EU to start measuring embodied carbon emissions from buildings

The European Commission is considering a new EU-wide requirement to measure the carbon emissions associated with construction materials throughout their whole lifecycle but is expected to stop short of regulating.

Buildings are responsible for around 40% of the EU’s energy consumption and 36% of its greenhouse gas emissions. To tackle this issue, the European Union has embarked on a huge renovation effort in order to reach its legally-binding objective of cutting emissions down to net-zero by 2050.

The European Commission aims to introduce minimum energy performance standards for all buildings by 2035 as part of the upcoming revision of the EU’s Energy Performance of Buildings Directive (EPBD), due on 14 December.

However, little progress has been made on reducing the environmental impact of construction materials used in the building sector.

“Globally, 11% of emissions are from embodied carbon in construction – the emissions created from the construction, demolition and the wider supply chain of a building,” reads a letter by the #BuildingLife project, a coalition of industry stakeholders representing the entire building value chain.

Their aim is to persuade the Commission to consider a so-called “Whole Life Carbon” (WLC) approach tackling building emissions from the whole supply chain, including the construction and demolition sectors.

The coalition estimates that embodied carbon amounts to 10-20% of the total emissions associated with buildings in the European Union, but points to a lack of data available at the EU level to measure progress in a consistent way.

In Brussels, the European Commission is showing interest in the approach but has opted for a more cautious regulatory stance for now, focusing first on standard measurements before considering the introduction of environmental targets at the EU level.

Tackling emissions from buildings over their “whole lifecycle, including production and transport of materials, construction, refurbishment and end of life” was identified among the challenges to tackle, the Commission wrote in a preliminary cost-benefit analysis of the EPBD revision.

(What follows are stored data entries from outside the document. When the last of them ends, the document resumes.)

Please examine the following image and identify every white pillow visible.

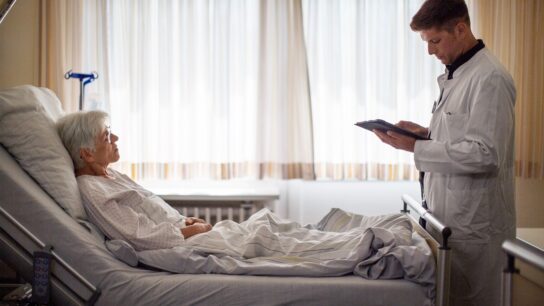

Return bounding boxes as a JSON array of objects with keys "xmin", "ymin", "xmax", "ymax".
[{"xmin": 0, "ymin": 85, "xmax": 87, "ymax": 220}]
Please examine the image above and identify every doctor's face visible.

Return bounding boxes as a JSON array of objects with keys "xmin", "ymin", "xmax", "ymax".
[{"xmin": 420, "ymin": 26, "xmax": 464, "ymax": 65}]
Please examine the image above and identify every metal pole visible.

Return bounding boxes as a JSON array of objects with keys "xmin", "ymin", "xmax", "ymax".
[
  {"xmin": 500, "ymin": 239, "xmax": 544, "ymax": 306},
  {"xmin": 402, "ymin": 194, "xmax": 451, "ymax": 247},
  {"xmin": 0, "ymin": 0, "xmax": 17, "ymax": 24},
  {"xmin": 79, "ymin": 80, "xmax": 85, "ymax": 110},
  {"xmin": 436, "ymin": 248, "xmax": 451, "ymax": 306},
  {"xmin": 402, "ymin": 194, "xmax": 452, "ymax": 306},
  {"xmin": 501, "ymin": 254, "xmax": 516, "ymax": 306}
]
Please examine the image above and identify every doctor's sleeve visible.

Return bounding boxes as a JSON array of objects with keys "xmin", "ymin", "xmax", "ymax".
[{"xmin": 414, "ymin": 71, "xmax": 515, "ymax": 174}]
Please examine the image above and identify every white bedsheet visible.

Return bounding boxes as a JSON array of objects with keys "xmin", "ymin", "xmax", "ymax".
[{"xmin": 136, "ymin": 208, "xmax": 435, "ymax": 298}]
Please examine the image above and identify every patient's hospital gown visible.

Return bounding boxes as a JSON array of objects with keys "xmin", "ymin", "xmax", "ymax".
[{"xmin": 78, "ymin": 169, "xmax": 187, "ymax": 251}]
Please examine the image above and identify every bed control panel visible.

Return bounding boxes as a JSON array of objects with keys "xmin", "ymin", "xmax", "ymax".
[{"xmin": 31, "ymin": 247, "xmax": 52, "ymax": 305}]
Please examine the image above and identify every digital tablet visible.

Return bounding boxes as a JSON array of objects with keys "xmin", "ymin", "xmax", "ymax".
[{"xmin": 355, "ymin": 119, "xmax": 429, "ymax": 140}]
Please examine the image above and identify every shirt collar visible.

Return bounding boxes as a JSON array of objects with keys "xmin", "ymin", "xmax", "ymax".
[{"xmin": 446, "ymin": 39, "xmax": 485, "ymax": 80}]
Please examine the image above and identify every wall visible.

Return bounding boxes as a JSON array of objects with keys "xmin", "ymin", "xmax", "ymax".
[
  {"xmin": 0, "ymin": 0, "xmax": 40, "ymax": 89},
  {"xmin": 287, "ymin": 180, "xmax": 421, "ymax": 224},
  {"xmin": 291, "ymin": 179, "xmax": 543, "ymax": 227},
  {"xmin": 516, "ymin": 178, "xmax": 544, "ymax": 228},
  {"xmin": 0, "ymin": 0, "xmax": 41, "ymax": 280}
]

According to the leaked draft EPBD revision, EU countries will be asked to provide an “overview” of planned measures to address “the reduction of whole life-cycle greenhouse gas emissions in the construction, renovation, operation and end of life of buildings”.

The European Commission is also considering the introduction of a non-obligatory WLC category in energy performance certificates (EPCs) for buildings. Under the current draft, EPCs should include a “yes/no indication whether a calculation on whole-life carbon emissions has been carried out for the building” and “the value of the whole-life carbon emissions (if available)”.